Strictly speaking, it should be clear that the questions cannot be duplicates. For example, one of them announces a high-level feature; the other reports a bug in the implementation. But Meta can and does relax strict duplicate rules when the distinction is not helpful, but the duplicate closure is. (Most obviously, when the dupe target is a carefully-maintained and well-organized FAQ that has a searchable headline entry for that very subject.)
Here, I don't think that's the case. There's nothing in the grab-bag question that allows dupe-closers to pick which answer to dupe to, so there's no real speed-up for the asker or for later searchers, including staff: it's just "go read this collection of miscellaneous posts and check which one matches".
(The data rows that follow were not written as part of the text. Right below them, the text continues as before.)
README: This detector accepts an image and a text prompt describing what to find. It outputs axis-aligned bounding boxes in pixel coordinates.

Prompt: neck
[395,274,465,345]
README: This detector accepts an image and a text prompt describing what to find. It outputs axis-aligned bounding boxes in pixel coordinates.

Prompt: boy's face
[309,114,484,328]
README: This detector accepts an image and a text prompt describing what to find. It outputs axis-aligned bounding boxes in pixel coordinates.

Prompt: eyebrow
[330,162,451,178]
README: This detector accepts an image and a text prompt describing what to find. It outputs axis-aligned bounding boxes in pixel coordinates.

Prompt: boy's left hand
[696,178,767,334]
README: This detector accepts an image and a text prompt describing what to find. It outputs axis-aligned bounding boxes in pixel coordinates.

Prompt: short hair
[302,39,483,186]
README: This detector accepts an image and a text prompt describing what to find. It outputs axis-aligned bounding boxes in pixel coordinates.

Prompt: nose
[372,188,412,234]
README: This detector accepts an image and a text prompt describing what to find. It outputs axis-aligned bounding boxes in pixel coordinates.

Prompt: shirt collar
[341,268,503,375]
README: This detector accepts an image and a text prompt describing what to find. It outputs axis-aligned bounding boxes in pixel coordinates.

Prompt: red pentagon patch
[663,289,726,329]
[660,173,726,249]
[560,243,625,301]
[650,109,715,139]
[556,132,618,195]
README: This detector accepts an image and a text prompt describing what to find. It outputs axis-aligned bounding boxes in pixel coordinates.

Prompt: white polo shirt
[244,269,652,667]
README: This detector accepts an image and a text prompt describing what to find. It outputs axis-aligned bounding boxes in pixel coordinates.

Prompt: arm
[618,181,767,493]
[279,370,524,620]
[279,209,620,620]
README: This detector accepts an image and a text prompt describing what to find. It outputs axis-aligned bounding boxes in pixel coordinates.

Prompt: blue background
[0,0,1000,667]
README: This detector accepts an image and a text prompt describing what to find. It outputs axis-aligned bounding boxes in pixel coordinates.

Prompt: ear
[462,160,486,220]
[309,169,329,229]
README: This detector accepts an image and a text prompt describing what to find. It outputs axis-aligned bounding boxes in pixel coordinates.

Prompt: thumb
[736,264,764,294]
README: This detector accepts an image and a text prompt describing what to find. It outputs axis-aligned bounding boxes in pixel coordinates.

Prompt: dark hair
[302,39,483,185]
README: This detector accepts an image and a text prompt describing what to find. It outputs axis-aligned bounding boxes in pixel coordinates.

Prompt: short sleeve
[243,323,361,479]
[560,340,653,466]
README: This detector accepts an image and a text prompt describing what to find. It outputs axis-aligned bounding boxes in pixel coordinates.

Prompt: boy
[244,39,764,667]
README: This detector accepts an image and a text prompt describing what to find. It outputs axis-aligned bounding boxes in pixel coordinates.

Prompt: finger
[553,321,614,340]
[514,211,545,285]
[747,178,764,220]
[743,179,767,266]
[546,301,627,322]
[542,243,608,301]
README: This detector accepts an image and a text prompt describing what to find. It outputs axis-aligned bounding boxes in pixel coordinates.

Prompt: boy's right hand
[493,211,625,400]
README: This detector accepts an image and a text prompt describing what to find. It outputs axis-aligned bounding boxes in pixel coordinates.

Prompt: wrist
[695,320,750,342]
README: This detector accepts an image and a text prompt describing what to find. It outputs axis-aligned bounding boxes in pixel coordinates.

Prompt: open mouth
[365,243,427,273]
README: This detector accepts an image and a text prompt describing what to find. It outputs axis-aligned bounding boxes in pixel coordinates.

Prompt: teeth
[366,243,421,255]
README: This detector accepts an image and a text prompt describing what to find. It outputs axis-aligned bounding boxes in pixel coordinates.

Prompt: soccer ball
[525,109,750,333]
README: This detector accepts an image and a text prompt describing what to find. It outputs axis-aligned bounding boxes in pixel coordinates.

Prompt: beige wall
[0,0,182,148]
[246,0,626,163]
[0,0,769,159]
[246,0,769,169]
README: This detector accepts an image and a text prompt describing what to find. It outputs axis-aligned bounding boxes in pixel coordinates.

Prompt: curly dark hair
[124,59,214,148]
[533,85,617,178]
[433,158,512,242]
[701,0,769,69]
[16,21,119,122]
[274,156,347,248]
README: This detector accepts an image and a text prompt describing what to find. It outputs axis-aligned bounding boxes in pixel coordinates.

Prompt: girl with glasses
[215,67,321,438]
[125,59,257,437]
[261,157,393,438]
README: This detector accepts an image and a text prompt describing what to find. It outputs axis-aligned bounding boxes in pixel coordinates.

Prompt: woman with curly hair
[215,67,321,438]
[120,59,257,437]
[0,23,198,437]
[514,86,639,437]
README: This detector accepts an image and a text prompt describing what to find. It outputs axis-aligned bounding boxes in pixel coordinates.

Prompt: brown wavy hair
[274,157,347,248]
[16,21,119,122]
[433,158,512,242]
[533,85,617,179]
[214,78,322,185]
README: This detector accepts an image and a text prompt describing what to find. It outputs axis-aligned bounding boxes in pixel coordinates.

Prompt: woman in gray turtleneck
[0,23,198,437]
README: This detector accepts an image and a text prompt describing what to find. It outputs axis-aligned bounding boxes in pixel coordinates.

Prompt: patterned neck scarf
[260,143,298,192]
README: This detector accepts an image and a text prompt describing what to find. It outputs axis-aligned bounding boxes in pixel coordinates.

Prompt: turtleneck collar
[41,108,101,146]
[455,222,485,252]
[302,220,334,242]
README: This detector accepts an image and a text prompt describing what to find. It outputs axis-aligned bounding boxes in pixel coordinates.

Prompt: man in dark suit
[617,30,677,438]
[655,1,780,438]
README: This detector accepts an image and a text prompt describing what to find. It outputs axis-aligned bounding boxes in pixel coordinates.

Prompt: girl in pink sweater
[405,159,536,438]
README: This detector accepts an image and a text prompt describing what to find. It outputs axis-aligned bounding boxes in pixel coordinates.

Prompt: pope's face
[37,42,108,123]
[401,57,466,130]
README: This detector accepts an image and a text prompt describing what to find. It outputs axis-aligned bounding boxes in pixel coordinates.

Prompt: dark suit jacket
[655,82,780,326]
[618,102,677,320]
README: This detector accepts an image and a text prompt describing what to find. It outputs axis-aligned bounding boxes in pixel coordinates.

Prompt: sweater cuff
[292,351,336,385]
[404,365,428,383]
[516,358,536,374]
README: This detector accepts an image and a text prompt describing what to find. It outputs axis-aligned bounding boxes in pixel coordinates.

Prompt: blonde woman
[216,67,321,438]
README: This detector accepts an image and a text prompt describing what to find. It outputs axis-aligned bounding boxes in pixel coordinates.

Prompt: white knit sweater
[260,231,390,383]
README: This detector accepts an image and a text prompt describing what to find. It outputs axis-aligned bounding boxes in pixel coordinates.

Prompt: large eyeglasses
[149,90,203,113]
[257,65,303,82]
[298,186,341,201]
What's more, it seems to miss the intended purpose of the grab-bag question in the first place, which is (as far as I know) to collect high-value, easy-to-spot problems immediately in context where they can be rapidly triaged and handled. Once the first few days are past, there's not much point in adding to the collection, and any sufficiently-complicated bug should just be broken out into its own full question for further work. In other words, the fact that a new question has been asked pretty much puts it beyond the quick-and-dirty realm of the grab-bag.
There might be a few corner cases where someone fails to do any searching during the first few days of a new feature, but, broadly speaking, if it makes a difference to anyone, it's not worth closing.
Instead, make sure to add cross-links between answer-report and question-report so the discussion can be properly unified.